15. Jun 15

The German Protection Against Dismissal Act and its implications

Employers wishing to dismiss their employees have to be mindful of various regulations, the most significant of which in many cases is the German Protection Against Dismissal Act (Kündigungsschutzgesetz (KSchG)).

GRP Rainer Lawyers and Tax Advisors in Cologne, Berlin, Bonn, Düsseldorf, Frankfurt, Hamburg, Munich, Stuttgart and London - www.grprainer.com/en conclude: In contrast to a cancellation agreement, termination entails one of the contractual parties unilaterally ending the employment relationship. Various statutory regulations must nevertheless be observed in cases involving termination in order to avoid legal disputes. A report by Handelsblatt details an example of a large warehouse group which may soon be faced with this outcome. According to this, 65 employees wish to take action against their dismissals. They accuse the company, inter alia, of failing to comply with notice periods or choosing the wrong social criteria.

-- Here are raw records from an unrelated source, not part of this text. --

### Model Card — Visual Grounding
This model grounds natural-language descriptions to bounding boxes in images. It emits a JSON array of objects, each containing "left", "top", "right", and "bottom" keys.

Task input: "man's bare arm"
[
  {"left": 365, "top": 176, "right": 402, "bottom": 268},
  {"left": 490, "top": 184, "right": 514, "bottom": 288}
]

Of course, the employer has the right, just as an employee does, to give notice of termination if the circumstances, e.g. the company’s economic position, so require. However, statutory protection against dismissal needs to be taken into account in doing so. The German Protection Against Dismissal Act is applicable if the employment relationship began no earlier than January 1, 2004 and the firm regularly employs more than ten workers. If the employment relationship came into existence before January 1, 2004, there generally needs to have been more than five employees working for the firm. Furthermore, the Act does not kick in until after the employee has been working for the company for at least half a year.

Various reasons can justify dismissing an employee. Notice can be given for an operational redundancy if this is necessitated by the company’s economic position and the job ceases to exist. If several employees are being considered for job cuts within a company, social criteria need to be established. Here, the employer determines which employees would be least affected by losing their job, having regard to various criteria such as age, length of employment with the company or family status.

Apart from operational redundancy there is also dismissal on grounds of personal capability, whereby the grounds for dismissal pertain to the personal circumstances of the employee, who, for instance, is not mentally or physically up to the job. Dismissal based on conduct is also possible if the employee’s conduct (refusal to work, causing offence, physical assault, theft etc.) interferes with the employment relationship. A prior written warning is absolutely necessary.

In order to prevent legal disputes in the event of termination, the termination ought to be reviewed by lawyers who are competent in the field of labour law.